Quand un ministre vient vendre le mariage gay à vos enfants au collège

Le Salon Beige , le 16 octobre 2012 à 13:21  

Ca se passe comme ça : 

« C’est dans le cadre de sa mission de lutte contre les discriminations liées à l’orientation sexuelle et à l’identité de genre, que Najat Vallaud-Belkacem, ministre du Droit des femmes et porte-parole du gouvernement, est venue assister à cette séance au collège Louis-Chêne, à Fleury-les-Aubrais, près d’Orléans.  « 12.000 € pour avoir traité quelqu’un de pédé, c’est abuser ! », lance un élève noir : « Si tu t’habitues à ce genre d’insulte, tu accepteras aussi l’insulte raciste, l’insulte sexiste or il faut réagir à chaque fois, ne pas laisser passer et, d’abord, évidemment, ne pas utiliser vous-mêmes ce gendre d’insulte », lui répond la ministre. Elle ajoute : « Ces séances doivent vous amener à un degré de tolérance zéro, en la matière, et elles doivent aussi vous permettre de jouer un rôle d’information dans vos familles et auprès de vos amis ».

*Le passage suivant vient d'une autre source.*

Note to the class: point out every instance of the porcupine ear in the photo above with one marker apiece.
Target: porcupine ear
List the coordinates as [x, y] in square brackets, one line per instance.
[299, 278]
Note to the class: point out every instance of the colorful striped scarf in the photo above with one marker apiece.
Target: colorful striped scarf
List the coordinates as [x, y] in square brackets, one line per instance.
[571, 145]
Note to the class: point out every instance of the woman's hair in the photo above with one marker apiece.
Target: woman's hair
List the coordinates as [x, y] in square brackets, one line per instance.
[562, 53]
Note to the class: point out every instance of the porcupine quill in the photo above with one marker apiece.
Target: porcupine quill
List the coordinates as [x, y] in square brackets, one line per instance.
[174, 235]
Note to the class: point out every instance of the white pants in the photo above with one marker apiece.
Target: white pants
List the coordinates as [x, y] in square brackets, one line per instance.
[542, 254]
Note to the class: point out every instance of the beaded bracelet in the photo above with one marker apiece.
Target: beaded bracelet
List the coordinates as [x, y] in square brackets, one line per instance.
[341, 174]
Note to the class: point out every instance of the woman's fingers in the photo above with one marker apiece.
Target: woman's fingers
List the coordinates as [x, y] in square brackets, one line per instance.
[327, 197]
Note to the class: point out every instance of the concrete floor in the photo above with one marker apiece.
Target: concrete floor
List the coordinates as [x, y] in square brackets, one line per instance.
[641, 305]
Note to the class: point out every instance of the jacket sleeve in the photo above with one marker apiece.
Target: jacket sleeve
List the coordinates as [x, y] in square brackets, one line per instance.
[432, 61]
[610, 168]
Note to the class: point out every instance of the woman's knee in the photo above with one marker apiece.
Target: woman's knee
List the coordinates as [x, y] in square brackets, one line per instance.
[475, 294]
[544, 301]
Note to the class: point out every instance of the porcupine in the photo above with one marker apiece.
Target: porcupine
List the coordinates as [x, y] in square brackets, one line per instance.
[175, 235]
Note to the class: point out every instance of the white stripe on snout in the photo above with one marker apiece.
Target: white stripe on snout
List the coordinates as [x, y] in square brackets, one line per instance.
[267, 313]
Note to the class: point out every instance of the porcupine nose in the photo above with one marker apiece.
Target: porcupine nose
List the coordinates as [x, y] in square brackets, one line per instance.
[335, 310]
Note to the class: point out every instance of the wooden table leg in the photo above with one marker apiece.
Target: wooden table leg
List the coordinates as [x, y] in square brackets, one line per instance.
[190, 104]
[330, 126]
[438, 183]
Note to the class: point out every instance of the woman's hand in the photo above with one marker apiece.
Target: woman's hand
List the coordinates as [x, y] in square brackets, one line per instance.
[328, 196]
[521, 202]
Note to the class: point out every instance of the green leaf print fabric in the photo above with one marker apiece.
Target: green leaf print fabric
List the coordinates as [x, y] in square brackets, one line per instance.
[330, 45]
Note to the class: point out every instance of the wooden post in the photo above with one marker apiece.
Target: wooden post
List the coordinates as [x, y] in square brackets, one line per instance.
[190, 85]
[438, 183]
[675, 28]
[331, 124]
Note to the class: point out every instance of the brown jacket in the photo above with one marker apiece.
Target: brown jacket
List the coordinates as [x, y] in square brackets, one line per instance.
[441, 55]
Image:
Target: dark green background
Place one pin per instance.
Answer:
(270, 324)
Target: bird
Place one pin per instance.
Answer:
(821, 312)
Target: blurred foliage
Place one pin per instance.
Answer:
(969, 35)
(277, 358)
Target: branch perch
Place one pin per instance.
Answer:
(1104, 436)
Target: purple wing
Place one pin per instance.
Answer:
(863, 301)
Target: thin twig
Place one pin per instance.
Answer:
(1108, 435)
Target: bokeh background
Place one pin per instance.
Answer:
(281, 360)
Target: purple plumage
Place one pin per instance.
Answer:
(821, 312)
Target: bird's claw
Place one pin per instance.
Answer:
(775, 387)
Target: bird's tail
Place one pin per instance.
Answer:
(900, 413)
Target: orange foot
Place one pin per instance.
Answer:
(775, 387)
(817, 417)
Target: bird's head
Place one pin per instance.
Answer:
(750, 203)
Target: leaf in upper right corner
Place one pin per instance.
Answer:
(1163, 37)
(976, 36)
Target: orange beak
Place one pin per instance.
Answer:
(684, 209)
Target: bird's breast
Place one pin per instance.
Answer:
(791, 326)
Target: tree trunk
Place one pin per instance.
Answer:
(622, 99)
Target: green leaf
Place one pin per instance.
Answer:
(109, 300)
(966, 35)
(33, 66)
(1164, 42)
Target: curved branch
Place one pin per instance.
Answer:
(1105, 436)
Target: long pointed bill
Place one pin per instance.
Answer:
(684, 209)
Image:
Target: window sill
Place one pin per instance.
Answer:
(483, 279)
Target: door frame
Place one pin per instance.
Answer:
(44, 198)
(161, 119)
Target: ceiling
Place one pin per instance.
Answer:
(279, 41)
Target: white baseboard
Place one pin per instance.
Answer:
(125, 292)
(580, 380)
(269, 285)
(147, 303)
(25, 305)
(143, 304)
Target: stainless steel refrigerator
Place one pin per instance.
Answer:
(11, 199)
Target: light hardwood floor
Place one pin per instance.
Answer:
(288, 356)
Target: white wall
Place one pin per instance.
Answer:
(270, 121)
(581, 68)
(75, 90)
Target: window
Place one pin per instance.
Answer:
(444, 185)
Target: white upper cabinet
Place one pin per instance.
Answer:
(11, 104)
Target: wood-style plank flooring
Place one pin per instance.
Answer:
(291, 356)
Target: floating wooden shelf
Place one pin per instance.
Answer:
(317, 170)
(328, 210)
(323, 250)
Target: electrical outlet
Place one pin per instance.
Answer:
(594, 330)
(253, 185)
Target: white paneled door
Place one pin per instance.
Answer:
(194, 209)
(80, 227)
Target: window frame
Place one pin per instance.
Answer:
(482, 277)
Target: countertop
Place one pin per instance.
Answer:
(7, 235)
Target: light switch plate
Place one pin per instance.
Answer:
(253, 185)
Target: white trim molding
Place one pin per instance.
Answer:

Des collégiens interrogent ensuite l’animateur sur les couples homosexuels (« C’est vrai qu’il y en a toujours un qui fait la fille ? ») et l’un d’eux demande : « Et ils peuvent se marier ? » La ministre saisit la balle au bond : « On va faire un truc formidable, c’est adopter bientôt le mariage pour tous, ce sera une belle avancée vers plus d’égalité. »Devant les visages sceptiques, elle ose la question : « Ça vous choque le mariage homosexuel ? Levez la main ceux que cela choque ». Un, deux, puis trois, puis la moitié des collégiens lèvent la main, l’un d’eux l’accompagnant d’un « Ben oui, c’est choquant ! » Najat Vallaud-Belkacem sourit : « Cet atelier est consacré à l’homophobie, pas au mariage, mais vous savez, être homosexuel ou hétérosexuel, c’est la même chose. » Aux journalistes : « Cette génération est ambivalente, à la fois ouverte et pleine de préjugés. »

Et le gouvernement actuel n’est pas ambivalent : il n’a de respect ni pour l’enfant né d’un père et d’une mère ni pour ses parents qui en sont les premiers éducateurs.